In The Volatility Smile book by Derman & Miller at pag. 113, I don't understand the statistical uncertainty in the measurements of volatility and how to interpret the notation.
The authors state that the volatility of the hedging error is, approximately,
$$ \sigma_{HE} \approx \frac{\sigma}{\sqrt n}\frac{\partial C}{\partial \sigma} $$
Then to interpret it, they write:
Suppose we measure the volatility of one lognormal stock process by taking n discrete measurements of the price. The statistical uncertainty in the measurement of the volality estimate is $d\sigma=\sigma/\sqrt n$. [...]
My questions:
- How can I link the "differential" $d\sigma$ to the statistical uncertainty?
- How can I calculate it? Is it simply related to the fact that $E[r_i^2]=\sigma^2$ and to estimated to variance one takes the averages of the n squared log-returns $r_i$ and then you calculate the variance of the variance?
Maybe my doubts are trivial or due to a lack of understanding the notation. I don't know.
Please, let me know if further details are needed.
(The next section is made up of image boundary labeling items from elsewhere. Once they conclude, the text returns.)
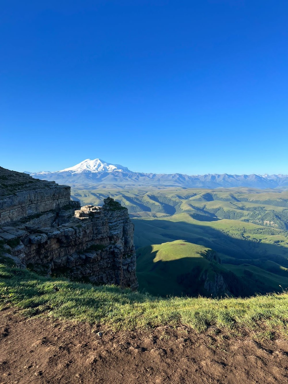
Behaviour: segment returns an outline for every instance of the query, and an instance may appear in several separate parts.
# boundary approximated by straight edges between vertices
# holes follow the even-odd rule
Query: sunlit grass
[[[28,317],[52,316],[115,330],[180,324],[202,331],[213,326],[257,329],[264,325],[262,337],[276,329],[288,334],[286,292],[249,298],[162,299],[116,286],[46,278],[3,265],[0,275],[0,309],[13,306]]]

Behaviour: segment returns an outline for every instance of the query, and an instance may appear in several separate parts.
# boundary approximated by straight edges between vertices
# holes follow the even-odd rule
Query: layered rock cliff
[[[113,199],[81,209],[70,187],[0,167],[4,257],[47,275],[136,289],[134,225]]]

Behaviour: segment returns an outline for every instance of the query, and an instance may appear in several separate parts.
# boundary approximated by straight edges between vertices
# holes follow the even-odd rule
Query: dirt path
[[[288,382],[283,340],[259,343],[212,330],[199,335],[184,326],[115,333],[27,320],[11,310],[0,315],[2,383]]]

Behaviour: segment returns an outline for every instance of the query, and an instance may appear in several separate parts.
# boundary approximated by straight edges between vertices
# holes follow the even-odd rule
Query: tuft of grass
[[[95,286],[64,278],[40,276],[0,265],[0,309],[18,308],[31,317],[49,316],[76,322],[131,330],[169,324],[199,332],[210,327],[261,331],[271,339],[275,330],[288,335],[288,293],[221,300],[199,297],[155,298],[114,286]]]

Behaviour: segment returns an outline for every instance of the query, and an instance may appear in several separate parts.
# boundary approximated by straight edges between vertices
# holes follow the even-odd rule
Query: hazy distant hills
[[[133,172],[119,164],[99,159],[87,159],[73,167],[55,172],[31,173],[34,177],[55,180],[62,184],[113,185],[129,186],[182,187],[213,189],[244,187],[256,188],[288,187],[287,175],[211,174],[192,175],[180,173],[155,174]]]

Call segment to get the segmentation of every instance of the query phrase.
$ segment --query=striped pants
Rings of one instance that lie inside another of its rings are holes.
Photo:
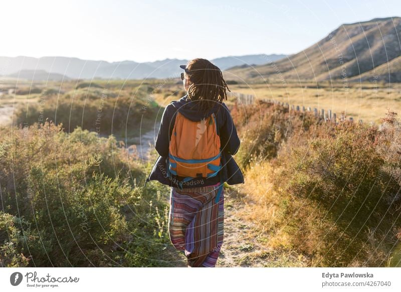
[[[171,187],[168,233],[191,267],[214,267],[223,241],[224,189],[215,203],[219,183],[193,188]]]

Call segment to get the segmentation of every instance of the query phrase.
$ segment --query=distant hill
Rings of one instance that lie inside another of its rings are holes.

Thanks for your help.
Edit: possible answers to be checked
Assuming $r_i$ to be zero mean and with $\sigma^2$ variance log-returns.
$\sigma$ is a constast in the usual BSM setting. So, if we are estimating it, how much could this costant move by? It could move by its estimation error.
An estimate of the variance (square of volatility) could be $\bar \sigma^2 = n^{-1}\sum_{i=1}^{n}r_i^2$. Its expected value is $\sigma^2$ and its variance (measurement error) is $\sigma^2/n$ Thus, without taking in consideration the Jensen effect, the measurement error of the volatility is the square root of $\sigma^2/n$, that is $\sigma/\sqrt n$.